Rosemary and Infantile Spasms

Authors Jessica Lee and Beth Zupec-Kania

This blog has two parts. First, the story of young Rosemary, written by her mother Jessica Lee. Rosemary was diagnosed with infantile spasms, a rare form of epilepsy. Her picture as an infant was taken in the hospital while undergoing an electroencephalogram (EEG) to measure seizure activity. The story starts out sad but has a good ending. After you experience that relief, you will want to read on about infantile spasms and how it’s being medically treated. The truly sad part of  infantile spasms is, if it’s not treated adequately, and, early in life, there can be a life-long sentence of uncontrolled epilepsy.

Rosemary’s story

There are moments in our lives that we will vividly remember, crystal clear, no matter our age at the time or the time elapsed since. For some of us it is a social event like a wedding, world events such as 9/11, or personal achievements such as hiking Mt Kilimanjaro.  For me one of those moments is the day I knew my daughter had infantile spasms (referred to as IS).  She had been doing these small “jerks” around nap times that seemed to be getting worse. To his credit, my husband made the diagnosis from watching YouTube videos the day before we saw the neurologist. We lay in bed that night, knowing, holding each other. It was quiet but tears flowed slow and steady. If you google “infantile spasms” the most often cited piece of medical literature is a study with depressing statistics that would make anyone feel hopeless. The possibilities or lack of possibilities swirled, clouding my mind until I couldn’t even imagine the future. Would she ever smile, laugh, say “ma-ma”, walk, dance…?

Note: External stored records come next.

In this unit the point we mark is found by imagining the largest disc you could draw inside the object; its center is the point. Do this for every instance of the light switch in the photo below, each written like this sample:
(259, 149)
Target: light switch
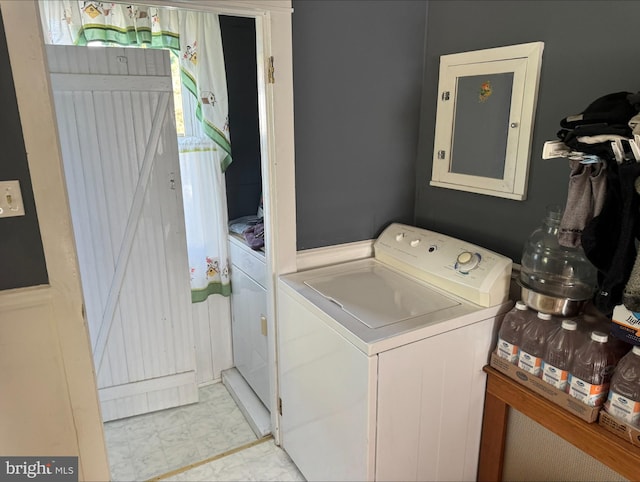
(10, 199)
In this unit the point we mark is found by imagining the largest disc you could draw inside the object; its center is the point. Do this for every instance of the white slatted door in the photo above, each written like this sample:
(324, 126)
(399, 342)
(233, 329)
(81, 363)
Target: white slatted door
(117, 133)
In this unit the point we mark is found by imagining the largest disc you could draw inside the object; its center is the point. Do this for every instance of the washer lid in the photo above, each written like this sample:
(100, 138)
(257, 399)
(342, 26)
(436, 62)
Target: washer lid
(377, 296)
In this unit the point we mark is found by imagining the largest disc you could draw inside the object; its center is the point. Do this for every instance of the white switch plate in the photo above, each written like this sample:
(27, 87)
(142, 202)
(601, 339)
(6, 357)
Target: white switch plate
(10, 199)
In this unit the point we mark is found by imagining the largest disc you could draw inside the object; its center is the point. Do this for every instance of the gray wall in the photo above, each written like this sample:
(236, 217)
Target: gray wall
(21, 256)
(357, 71)
(590, 50)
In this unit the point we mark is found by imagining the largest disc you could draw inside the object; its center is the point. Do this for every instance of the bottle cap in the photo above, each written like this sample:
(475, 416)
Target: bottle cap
(521, 305)
(599, 337)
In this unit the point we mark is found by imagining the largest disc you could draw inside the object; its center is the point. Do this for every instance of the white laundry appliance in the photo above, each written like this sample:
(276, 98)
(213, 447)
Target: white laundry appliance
(380, 359)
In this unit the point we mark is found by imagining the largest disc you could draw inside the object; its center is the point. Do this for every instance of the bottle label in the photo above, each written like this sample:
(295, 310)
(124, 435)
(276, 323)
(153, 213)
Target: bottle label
(530, 363)
(555, 376)
(592, 395)
(623, 408)
(507, 351)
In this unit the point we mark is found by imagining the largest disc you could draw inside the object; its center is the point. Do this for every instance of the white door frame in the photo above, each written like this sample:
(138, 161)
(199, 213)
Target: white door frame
(275, 108)
(35, 103)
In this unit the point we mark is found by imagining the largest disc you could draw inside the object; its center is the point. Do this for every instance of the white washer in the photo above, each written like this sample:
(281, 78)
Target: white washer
(380, 359)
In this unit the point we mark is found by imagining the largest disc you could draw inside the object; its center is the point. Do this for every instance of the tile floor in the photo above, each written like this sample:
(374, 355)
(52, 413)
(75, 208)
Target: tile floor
(148, 446)
(262, 462)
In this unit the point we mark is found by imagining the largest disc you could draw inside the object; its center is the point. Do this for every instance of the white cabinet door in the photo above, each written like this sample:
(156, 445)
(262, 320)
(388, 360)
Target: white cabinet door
(249, 328)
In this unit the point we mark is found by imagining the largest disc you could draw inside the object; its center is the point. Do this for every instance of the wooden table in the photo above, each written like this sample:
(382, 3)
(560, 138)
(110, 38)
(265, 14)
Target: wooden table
(503, 392)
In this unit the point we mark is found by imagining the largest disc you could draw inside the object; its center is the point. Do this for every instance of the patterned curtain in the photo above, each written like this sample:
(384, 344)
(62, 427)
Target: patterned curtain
(195, 37)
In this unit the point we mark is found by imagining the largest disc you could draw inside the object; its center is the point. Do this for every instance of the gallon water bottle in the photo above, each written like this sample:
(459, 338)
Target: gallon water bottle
(557, 359)
(591, 371)
(534, 343)
(624, 397)
(510, 334)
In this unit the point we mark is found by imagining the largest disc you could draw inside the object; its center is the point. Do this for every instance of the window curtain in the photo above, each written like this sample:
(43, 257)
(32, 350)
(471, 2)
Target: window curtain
(195, 37)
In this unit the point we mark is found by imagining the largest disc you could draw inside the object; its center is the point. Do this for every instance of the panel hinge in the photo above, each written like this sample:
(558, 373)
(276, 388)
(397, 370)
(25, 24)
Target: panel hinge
(271, 76)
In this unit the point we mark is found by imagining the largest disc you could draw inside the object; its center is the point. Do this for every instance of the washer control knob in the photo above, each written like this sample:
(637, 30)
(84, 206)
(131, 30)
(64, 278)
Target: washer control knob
(467, 261)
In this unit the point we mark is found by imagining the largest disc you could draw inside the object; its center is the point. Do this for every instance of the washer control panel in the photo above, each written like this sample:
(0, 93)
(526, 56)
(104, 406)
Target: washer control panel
(474, 273)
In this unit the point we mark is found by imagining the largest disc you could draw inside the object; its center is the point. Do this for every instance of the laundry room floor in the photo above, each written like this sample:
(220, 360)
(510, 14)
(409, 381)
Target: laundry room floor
(209, 440)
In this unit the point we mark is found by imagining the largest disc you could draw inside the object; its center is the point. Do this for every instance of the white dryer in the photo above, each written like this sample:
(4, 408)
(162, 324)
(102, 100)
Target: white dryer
(380, 359)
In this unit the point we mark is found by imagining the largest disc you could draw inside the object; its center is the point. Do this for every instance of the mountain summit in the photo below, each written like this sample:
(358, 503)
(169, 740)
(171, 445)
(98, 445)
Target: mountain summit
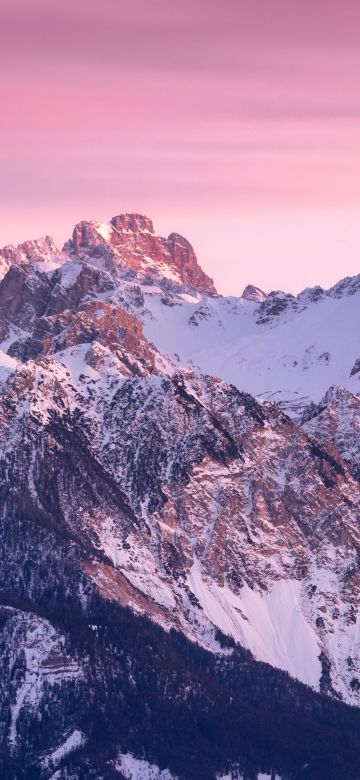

We were quickly admitted to the hospital the next day and an overnight EEG confirmed what we already knew (IS with modified hypsarrhythmia). At that time at our institution, ACTH was the first line medication and we were trained to perform how to inject it into her and then we were sent home. The ACTH injections initially worked. And then they didn’t.  We tried another round of inections but again the spasms returned. Antiepileptic drugs were started but seemed to make the spasms worse. It was unimaginable that these medications were not controlling her spasms. As a physician, I have been taught to believe in evidence based medicine but the best evidence was not applying itself to my daughter’s situation. Quoting statistics takes on an entirely new meaning when you are the exception, the “1” in the ratio.

After consulting our medical team, the next decision was to start the ketogenic diet during a hospital admission. By now she was 8 months old. I cut the “footies” out of her pajamas so she wouldn’t have to be undressed and awakened for glucose heel sticks at night. I questioned the dietitian about food options for a now eight month old and voiced my (now naive) concern over artificial sweeteners.  By this time, I had read many scholarly articles but couldn’t find an exact mechanism of action for the reason this diet was supposed to work, so I have to admit, I was skeptical. BUT…within days we saw a significant decrease in the number of spasms and about a month later she had her last spasm. Her LAST ONE. Feeding her a (strict) high fat diet had done what medications failed to do. How was that even possible?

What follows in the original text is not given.